In eight days, Ohio voters will go to the polls to decide the fate of Senate Bill 5, which institutes reasonable reforms in the way public employees are compensated. A yes vote on Issue 2 is a vote to keep the law in place.

Gov. John Kasich signed SB 5 into law last March, recognizing the need for local government flexibility in dealing with widespread budget pressures. By requiring government workers to pay a portion of their health and retirement benefits and instituting a system of compensation based on merit, local governments are able to avoid the layoffs and tax increases that have become commonplace in recent years.

Of course, the left has run a well-funded and intense smear campaign largely funded out of union headquarters in Washington, D.C. They have relied on the politics of fear to frame this initiative as an assault on police, fire fighters and teachers. And to wit, recent public polling data suggests the unions are winning: Last week’s Quinnipiac poll had Ohioans supporting repeal 57-32. Clearly $30 million goes a long way in an off-year election.

But this has always been a race for the independent vote, and the “silent majority” will break toward a yes vote in the final week before Election Day. The major tenets of SB 5 remain consistently popular across the political spectrum, and especially with self-identified independent voters:

  • Voters support requiring public employees to pay at least 15 percent of their health insurance costs by a 60-33 margin.
  • Voters support requiring public employees to contribute at least 10 percent of their wages toward their pensions by a 57-34 margin.
  • Voters support determining pay increases based on merit rather than seniority by a 49-40 margin.

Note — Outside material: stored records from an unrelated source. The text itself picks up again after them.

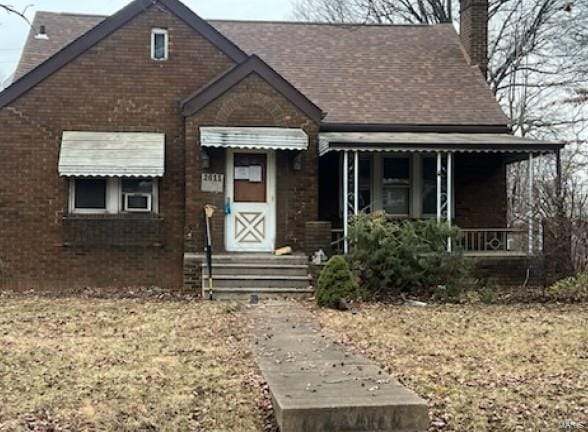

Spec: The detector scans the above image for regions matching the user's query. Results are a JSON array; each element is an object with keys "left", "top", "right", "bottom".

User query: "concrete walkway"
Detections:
[{"left": 247, "top": 302, "right": 429, "bottom": 432}]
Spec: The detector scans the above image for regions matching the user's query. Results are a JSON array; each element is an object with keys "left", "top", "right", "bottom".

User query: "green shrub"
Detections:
[
  {"left": 547, "top": 272, "right": 588, "bottom": 302},
  {"left": 349, "top": 212, "right": 469, "bottom": 297},
  {"left": 315, "top": 255, "right": 359, "bottom": 308}
]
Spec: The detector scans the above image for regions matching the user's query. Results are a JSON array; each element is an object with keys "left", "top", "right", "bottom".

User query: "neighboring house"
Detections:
[{"left": 0, "top": 0, "right": 561, "bottom": 289}]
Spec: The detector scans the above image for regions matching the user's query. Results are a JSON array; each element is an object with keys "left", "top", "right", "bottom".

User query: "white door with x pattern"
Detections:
[{"left": 225, "top": 150, "right": 276, "bottom": 252}]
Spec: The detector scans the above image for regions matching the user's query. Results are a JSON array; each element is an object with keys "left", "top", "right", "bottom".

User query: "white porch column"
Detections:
[
  {"left": 527, "top": 153, "right": 535, "bottom": 255},
  {"left": 343, "top": 150, "right": 349, "bottom": 253},
  {"left": 447, "top": 153, "right": 453, "bottom": 252},
  {"left": 437, "top": 152, "right": 443, "bottom": 223},
  {"left": 353, "top": 150, "right": 359, "bottom": 216}
]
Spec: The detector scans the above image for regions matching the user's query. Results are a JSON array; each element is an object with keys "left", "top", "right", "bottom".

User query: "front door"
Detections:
[{"left": 225, "top": 150, "right": 276, "bottom": 252}]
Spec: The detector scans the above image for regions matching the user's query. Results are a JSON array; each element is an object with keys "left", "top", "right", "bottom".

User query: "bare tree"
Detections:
[
  {"left": 295, "top": 0, "right": 588, "bottom": 274},
  {"left": 295, "top": 0, "right": 588, "bottom": 135}
]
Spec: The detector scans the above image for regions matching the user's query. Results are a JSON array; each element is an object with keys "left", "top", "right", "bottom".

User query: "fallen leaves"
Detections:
[
  {"left": 0, "top": 296, "right": 266, "bottom": 432},
  {"left": 316, "top": 305, "right": 588, "bottom": 432}
]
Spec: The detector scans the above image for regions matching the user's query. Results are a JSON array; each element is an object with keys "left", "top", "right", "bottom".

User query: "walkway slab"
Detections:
[{"left": 247, "top": 302, "right": 429, "bottom": 432}]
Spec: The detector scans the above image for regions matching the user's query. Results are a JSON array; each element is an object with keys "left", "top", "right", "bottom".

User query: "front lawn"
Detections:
[
  {"left": 0, "top": 298, "right": 262, "bottom": 432},
  {"left": 317, "top": 305, "right": 588, "bottom": 432}
]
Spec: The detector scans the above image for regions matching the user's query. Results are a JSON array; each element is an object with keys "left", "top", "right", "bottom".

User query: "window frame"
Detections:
[
  {"left": 68, "top": 176, "right": 159, "bottom": 215},
  {"left": 151, "top": 28, "right": 169, "bottom": 62},
  {"left": 379, "top": 153, "right": 414, "bottom": 219}
]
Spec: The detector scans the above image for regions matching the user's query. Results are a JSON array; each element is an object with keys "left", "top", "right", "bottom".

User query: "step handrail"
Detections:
[{"left": 204, "top": 204, "right": 216, "bottom": 300}]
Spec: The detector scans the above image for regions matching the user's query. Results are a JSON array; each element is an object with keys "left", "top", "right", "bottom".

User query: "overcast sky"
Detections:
[{"left": 0, "top": 0, "right": 292, "bottom": 81}]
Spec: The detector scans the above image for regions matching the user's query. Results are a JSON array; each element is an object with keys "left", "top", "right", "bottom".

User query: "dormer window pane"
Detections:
[{"left": 151, "top": 29, "right": 169, "bottom": 60}]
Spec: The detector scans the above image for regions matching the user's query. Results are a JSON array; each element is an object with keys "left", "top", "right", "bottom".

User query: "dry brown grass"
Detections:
[
  {"left": 0, "top": 298, "right": 262, "bottom": 432},
  {"left": 317, "top": 305, "right": 588, "bottom": 432}
]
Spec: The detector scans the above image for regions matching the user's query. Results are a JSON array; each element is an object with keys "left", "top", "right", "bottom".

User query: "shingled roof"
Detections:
[{"left": 10, "top": 8, "right": 508, "bottom": 127}]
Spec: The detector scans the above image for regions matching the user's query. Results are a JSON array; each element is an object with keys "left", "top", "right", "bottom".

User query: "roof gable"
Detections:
[
  {"left": 0, "top": 0, "right": 247, "bottom": 108},
  {"left": 182, "top": 55, "right": 323, "bottom": 123}
]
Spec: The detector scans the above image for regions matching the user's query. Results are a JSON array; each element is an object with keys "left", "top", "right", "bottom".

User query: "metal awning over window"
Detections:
[
  {"left": 59, "top": 131, "right": 165, "bottom": 177},
  {"left": 200, "top": 127, "right": 308, "bottom": 150},
  {"left": 319, "top": 132, "right": 562, "bottom": 155}
]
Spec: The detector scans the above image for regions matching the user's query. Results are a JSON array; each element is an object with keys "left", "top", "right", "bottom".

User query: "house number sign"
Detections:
[{"left": 201, "top": 173, "right": 225, "bottom": 193}]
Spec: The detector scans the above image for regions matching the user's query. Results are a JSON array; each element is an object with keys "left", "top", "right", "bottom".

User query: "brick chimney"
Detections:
[{"left": 459, "top": 0, "right": 488, "bottom": 78}]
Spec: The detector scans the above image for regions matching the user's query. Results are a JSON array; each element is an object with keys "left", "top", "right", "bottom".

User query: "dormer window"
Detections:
[{"left": 151, "top": 28, "right": 169, "bottom": 61}]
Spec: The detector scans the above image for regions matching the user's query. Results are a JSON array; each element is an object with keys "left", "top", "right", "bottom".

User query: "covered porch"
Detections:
[{"left": 319, "top": 132, "right": 561, "bottom": 257}]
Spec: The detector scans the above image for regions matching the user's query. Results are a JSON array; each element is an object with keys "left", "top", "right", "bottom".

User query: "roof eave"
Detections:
[
  {"left": 182, "top": 55, "right": 324, "bottom": 123},
  {"left": 0, "top": 0, "right": 247, "bottom": 109}
]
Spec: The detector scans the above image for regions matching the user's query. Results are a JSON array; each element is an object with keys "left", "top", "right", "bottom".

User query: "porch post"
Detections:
[
  {"left": 447, "top": 152, "right": 453, "bottom": 252},
  {"left": 343, "top": 150, "right": 349, "bottom": 254},
  {"left": 437, "top": 152, "right": 443, "bottom": 223},
  {"left": 353, "top": 150, "right": 359, "bottom": 216},
  {"left": 527, "top": 153, "right": 535, "bottom": 255}
]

And those voters who do not identify with either major party are not loudly voicing their opinions either way, for a few reasons. The most prominent is fear of union retribution. The small business owner that supports SB 5 as a hedge against property tax increases probably isn’t putting up a sign for fear of a union-backed boycott. The teacher who supports merit pay as a way to be fairly compensated for hard work doesn’t dare oppose Ohio’s powerful teachers union. And the school administrators who need flexibility in balancing their budgets know that going toe-to-toe with unions could have catastrophic consequences should SB 5 be repealed.

But perhaps more importantly, the average Ohio family doesn’t have the luxury of a paid day off to take a bus to Columbus to scream and wave a sign in support of SB 5. Nor should they be expected to be so passionate. At the heart of the SB 5 debate is the conflict of concentrated benefits with dispersed costs. Of course the unions are going to spend $30 million on a hysterical smear campaign to oppose a very moderate piece of legislation. Automatic pay increases, “free” benefits and insulation from reform are their lifeblood. The average Ohioan just has to pay a little bit more in local property taxes and state income taxes, but unionized government employees experience an absolute windfall.

But at the end of the day, taxpayers know that the status quo is broken at both the state and local levels. And they are aware, in the words of the Buckeye Institute, that the Grand Bargain is dead. No longer do government workers take less pay but better benefits for the opportunity to perform a public service. Now they get great benefits and a bigger paycheck than the rest of us, with nearly no accountability to those of us paying the bills.

The left knows that Quinnipiac’s 57-32 situation isn’t going to happen next Tuesday. In fact, a recent internal labor memo warns that a blowout is not “remotely possible” and that Quinnipiac’s polling language is misleading. The same day the Democratic Governors Association dropped an emergency $150,000 check on the pro-repeal coalition.

I think internal polling is slowly showing independents breaking toward a yes vote, as it should. This is not a partisan issue or an attack on Ohio public workers, most of whom do honorable and effective work. It is rather an attempt to curtail the power of their unions, who have effectively bankrupted Ohio’s local governments with inflexible demands and outsized political influence. A yes vote on Issue 2 is a vote for a sustainable government sector in Ohio.